The latest figures from corporate regulator ASIC show construction-industry insolvency appointments were up almost 14 per cent at 2725 in the financial year to 6 April, from 2398 to end-April last year.
This required clients – particularly public-sector clients – to agree to pay more, be transparent in the way they assessed bids and to pay promptly so that contractors, supplies and subcontractors didn’t end up bankrolling projects, Davies said.
“We’ve got to try to find a way to raise profit margins,” he said.
“You can’t have a healthy industry operating on 2 to 3 per cent profit margins. All it takes is one issue and your profit’s wiped out, your contingency is wiped out, and you’re staring at a big loss.”

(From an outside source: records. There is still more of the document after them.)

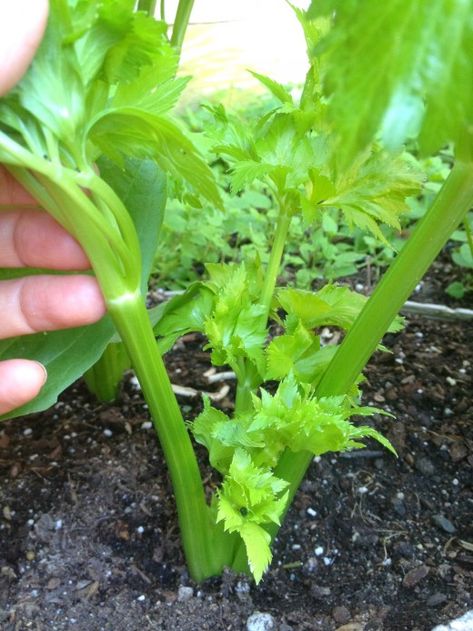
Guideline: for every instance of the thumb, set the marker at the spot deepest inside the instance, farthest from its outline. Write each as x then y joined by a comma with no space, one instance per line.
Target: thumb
20,381
22,24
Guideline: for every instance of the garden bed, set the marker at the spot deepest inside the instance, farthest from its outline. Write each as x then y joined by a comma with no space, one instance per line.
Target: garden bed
88,531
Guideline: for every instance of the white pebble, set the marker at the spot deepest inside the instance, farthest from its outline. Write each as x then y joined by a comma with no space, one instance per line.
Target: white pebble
465,623
259,621
184,593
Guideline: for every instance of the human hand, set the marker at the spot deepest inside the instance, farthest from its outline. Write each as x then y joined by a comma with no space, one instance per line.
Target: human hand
31,238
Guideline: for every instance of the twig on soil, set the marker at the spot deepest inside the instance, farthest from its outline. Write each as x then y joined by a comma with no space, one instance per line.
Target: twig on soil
440,312
184,391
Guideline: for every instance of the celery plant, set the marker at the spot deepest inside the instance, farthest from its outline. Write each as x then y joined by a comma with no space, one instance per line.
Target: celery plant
100,90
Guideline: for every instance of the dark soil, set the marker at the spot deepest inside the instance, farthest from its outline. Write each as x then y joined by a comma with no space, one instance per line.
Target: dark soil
88,532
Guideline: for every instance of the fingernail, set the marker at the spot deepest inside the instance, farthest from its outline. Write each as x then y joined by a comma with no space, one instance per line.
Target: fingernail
45,372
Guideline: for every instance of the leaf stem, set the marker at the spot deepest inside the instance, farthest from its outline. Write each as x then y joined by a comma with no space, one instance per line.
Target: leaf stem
469,236
277,250
131,319
149,6
181,21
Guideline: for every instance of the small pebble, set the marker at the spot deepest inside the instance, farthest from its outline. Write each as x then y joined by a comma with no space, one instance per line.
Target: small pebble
465,623
415,576
341,615
242,587
443,523
184,593
436,599
259,621
424,466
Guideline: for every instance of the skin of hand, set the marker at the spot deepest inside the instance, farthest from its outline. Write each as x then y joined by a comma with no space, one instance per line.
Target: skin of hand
30,238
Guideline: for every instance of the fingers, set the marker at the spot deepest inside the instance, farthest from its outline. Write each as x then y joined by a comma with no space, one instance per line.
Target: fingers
33,239
22,24
20,381
46,303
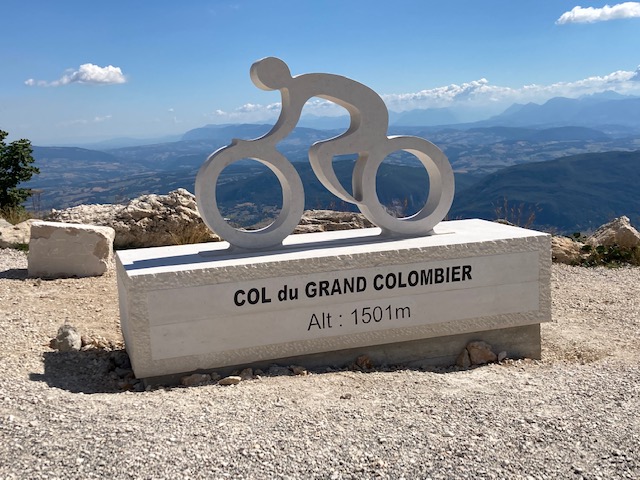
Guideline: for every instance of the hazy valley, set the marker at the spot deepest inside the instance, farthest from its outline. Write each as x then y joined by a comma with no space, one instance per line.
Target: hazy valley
573,163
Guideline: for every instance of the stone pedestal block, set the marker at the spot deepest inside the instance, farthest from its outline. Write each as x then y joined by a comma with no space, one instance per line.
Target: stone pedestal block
69,250
325,296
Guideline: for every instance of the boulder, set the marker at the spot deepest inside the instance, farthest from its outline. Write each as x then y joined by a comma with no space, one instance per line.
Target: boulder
327,220
67,250
67,340
618,231
147,221
13,235
565,250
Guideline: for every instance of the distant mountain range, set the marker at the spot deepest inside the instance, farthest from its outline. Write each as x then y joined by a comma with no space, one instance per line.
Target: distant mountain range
589,143
575,193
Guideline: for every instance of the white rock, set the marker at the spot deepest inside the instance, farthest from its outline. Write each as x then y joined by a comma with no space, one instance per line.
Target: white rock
66,250
618,231
146,221
68,339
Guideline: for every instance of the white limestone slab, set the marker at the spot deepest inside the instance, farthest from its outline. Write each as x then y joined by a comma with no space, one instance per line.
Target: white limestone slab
203,306
59,249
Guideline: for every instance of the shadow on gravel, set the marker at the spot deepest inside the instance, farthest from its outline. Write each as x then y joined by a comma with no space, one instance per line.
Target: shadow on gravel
90,371
14,274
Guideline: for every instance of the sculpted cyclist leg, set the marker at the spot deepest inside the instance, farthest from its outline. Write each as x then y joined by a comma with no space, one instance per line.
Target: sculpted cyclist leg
366,137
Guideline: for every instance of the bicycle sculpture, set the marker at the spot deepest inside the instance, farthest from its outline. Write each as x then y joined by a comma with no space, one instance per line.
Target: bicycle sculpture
366,137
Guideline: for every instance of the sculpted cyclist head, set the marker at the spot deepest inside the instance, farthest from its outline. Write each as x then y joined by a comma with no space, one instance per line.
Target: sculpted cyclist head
270,74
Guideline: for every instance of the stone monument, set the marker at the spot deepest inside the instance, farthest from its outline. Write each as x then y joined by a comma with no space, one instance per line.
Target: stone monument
414,289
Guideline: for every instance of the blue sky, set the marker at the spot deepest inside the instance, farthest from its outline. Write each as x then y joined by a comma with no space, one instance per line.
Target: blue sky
76,71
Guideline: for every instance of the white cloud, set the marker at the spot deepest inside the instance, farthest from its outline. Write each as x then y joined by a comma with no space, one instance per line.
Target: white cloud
477,94
87,73
84,121
591,15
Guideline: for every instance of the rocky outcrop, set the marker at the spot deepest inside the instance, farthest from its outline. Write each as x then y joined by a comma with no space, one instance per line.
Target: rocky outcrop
59,250
327,220
147,221
617,232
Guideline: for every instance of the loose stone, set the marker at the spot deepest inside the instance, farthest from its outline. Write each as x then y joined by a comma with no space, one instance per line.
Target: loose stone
230,380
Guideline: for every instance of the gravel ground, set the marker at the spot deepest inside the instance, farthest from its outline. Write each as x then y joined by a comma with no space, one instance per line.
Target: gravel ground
574,414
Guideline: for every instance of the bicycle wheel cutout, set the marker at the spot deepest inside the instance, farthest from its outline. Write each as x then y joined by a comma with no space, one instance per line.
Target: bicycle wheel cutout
402,184
259,202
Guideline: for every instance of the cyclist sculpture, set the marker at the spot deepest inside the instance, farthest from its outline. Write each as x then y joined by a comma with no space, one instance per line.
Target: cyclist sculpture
366,137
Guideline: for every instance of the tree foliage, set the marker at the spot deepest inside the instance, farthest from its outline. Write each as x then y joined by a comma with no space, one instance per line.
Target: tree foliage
15,167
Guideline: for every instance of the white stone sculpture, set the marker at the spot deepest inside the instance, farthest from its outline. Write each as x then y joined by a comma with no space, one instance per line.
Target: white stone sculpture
366,137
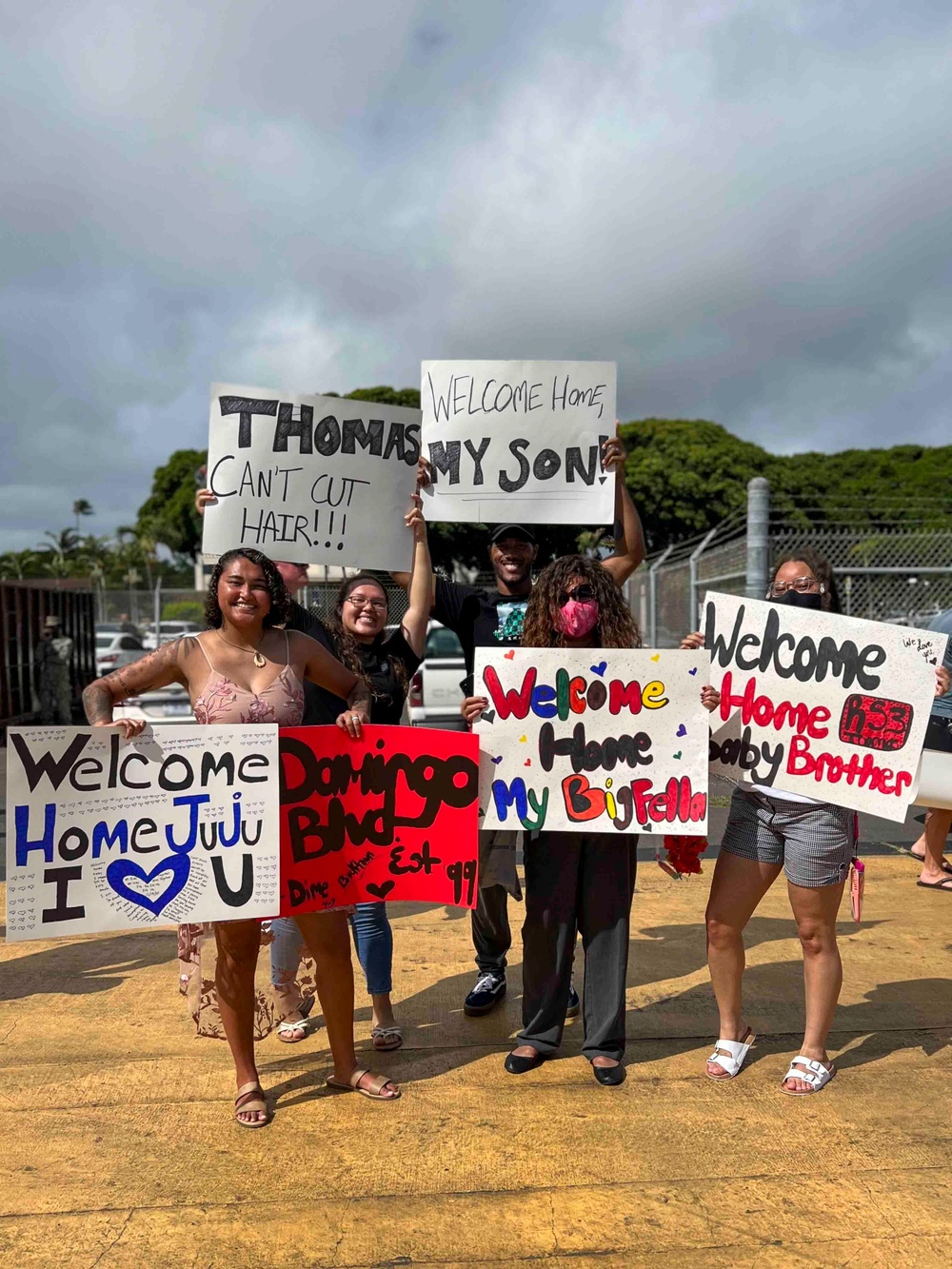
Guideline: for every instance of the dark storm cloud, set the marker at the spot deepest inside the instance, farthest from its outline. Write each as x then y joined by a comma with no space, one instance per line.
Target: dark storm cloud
745,205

Shipley said she was willing to take steps her predecessors weren’t willing to make.
“Their remit was only jobs over $200 million,” she said. “I am very prepared to do work under $200 million. I am very prepared to work in residential. But at the end of the day we need the right contractual conditions.”
In the residential sector, the right contractual conditions would only likely come from projects worth $400 million or more, Shipley said. But not even that is a guarantee – in suburban Melbourne’s Footscray, the company’s now-in administration Victorian business was working on a $450 million build-to-rent residential project for Canada’s Oxford Properties and Investa.
The new business, which will also trade under the Roberts name, will not go into every sector, Shipley said, repeating one exclusion she emphasised when taking up the CEO role in January.
“I want to withdraw from the defence market,” she said.